Font Size
Line Height

Page 40 of Inked & Bloodbound

He gasps dramatically, clutching his chest. “Me? I’m Italian. It would be a sin.”

Despite everything, I laugh. “Yeah, I guess it would be.”

“But we don’t eat food,” he adds, his tone growing more serious. “So if you forced me to eat garlic knots, I’d feel very sick.”

“An eternity without garlic knots sounds like torture.”

“You’re telling me.”

The moment of levity fades as reality crashes back. He’s not human. He doesn’t eat food. And I still don’t know what he does eat, though I have a pretty good idea.

“I should go,” he says, rising from the couch and reaching for his jacket. “You need sleep, and I need to get somewhere safe before dawn.”

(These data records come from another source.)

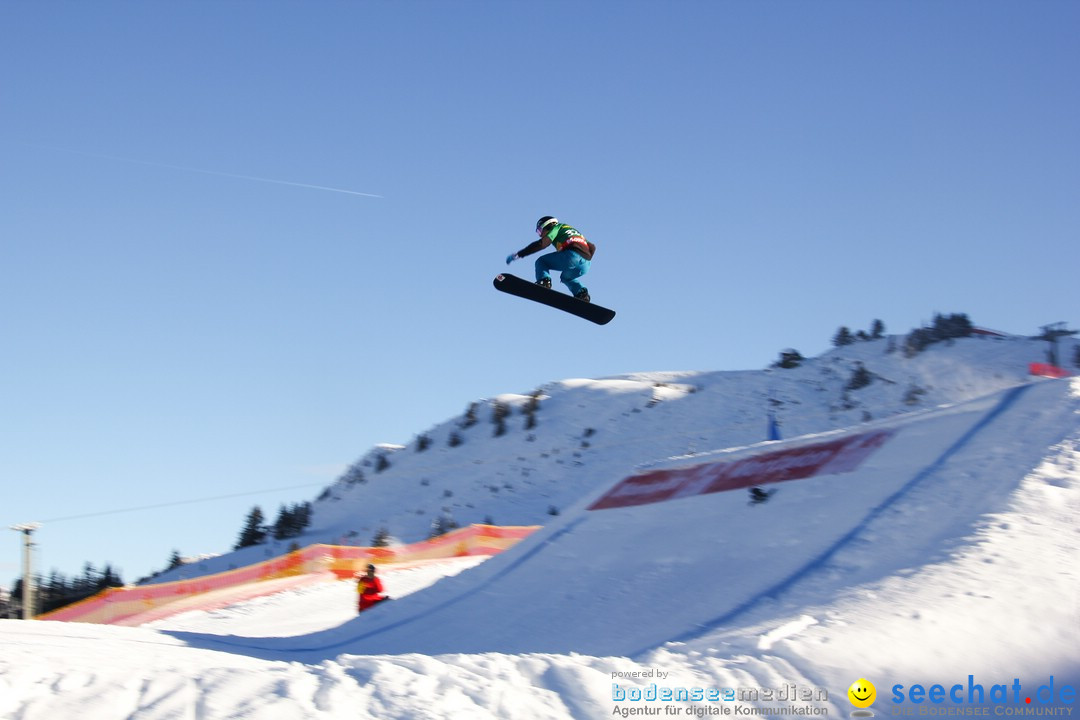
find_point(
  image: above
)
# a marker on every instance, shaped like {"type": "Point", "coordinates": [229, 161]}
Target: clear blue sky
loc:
{"type": "Point", "coordinates": [755, 174]}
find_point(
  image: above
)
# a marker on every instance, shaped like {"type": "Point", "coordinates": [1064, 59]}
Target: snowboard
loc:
{"type": "Point", "coordinates": [524, 288]}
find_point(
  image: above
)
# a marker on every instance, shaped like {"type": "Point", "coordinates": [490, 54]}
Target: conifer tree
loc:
{"type": "Point", "coordinates": [254, 532]}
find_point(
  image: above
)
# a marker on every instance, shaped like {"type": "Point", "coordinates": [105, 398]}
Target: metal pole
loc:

I wrap the blanket tighter around my shoulders, suddenly feeling cold. “Will you…will I see you again?”

“Do you want to?”

The question hangs between us. I should say no. I should tell him to stay away from me and never come back.

But instead, I hear myself whisper, “I don’t know.”

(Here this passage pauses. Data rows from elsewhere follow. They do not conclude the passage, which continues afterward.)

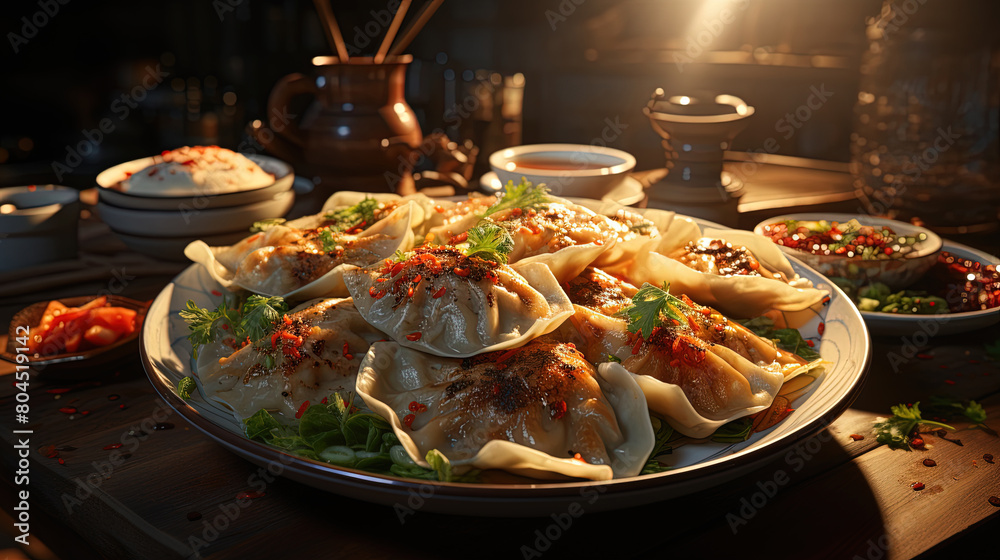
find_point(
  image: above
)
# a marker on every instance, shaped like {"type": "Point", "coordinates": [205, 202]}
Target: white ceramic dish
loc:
{"type": "Point", "coordinates": [107, 179]}
{"type": "Point", "coordinates": [896, 273]}
{"type": "Point", "coordinates": [627, 192]}
{"type": "Point", "coordinates": [893, 324]}
{"type": "Point", "coordinates": [590, 171]}
{"type": "Point", "coordinates": [192, 222]}
{"type": "Point", "coordinates": [166, 355]}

He nods like he expected that answer. “I’ll be nearby if you need me. But no one will come tonight. I’m sure of it.”

Then he simply leaves.

No simmering tension.

No kisses goodbye.

No promises to come back tomorrow.

And even though I’m relieved to be getting out of here in a few hours to a place of safety and normality, there’s another part of me that yearns for something else. Something I dare not even think aloud.

13

CASSINI

There are bodies everywhere.

Old and young. Naked and dressed. Dead and alive. All of them crammed into this partially dilapidated house. Some are out of it, draped on mismatched furniture, while a parasitic entity feeds on them. Others mechanically gyrate their bony hips to the hideous drone of the music that pounds through the peeling walls.

As I push through the crowd at this so-called party, all I can think about is Lily and how horrified she’d be to see me in a place like this. At ease amongst the worst of my own kind and the dregs of society they feed on.

She doesn’t know if she wants to see me again, but it can’t end like this. I won’t let that happen.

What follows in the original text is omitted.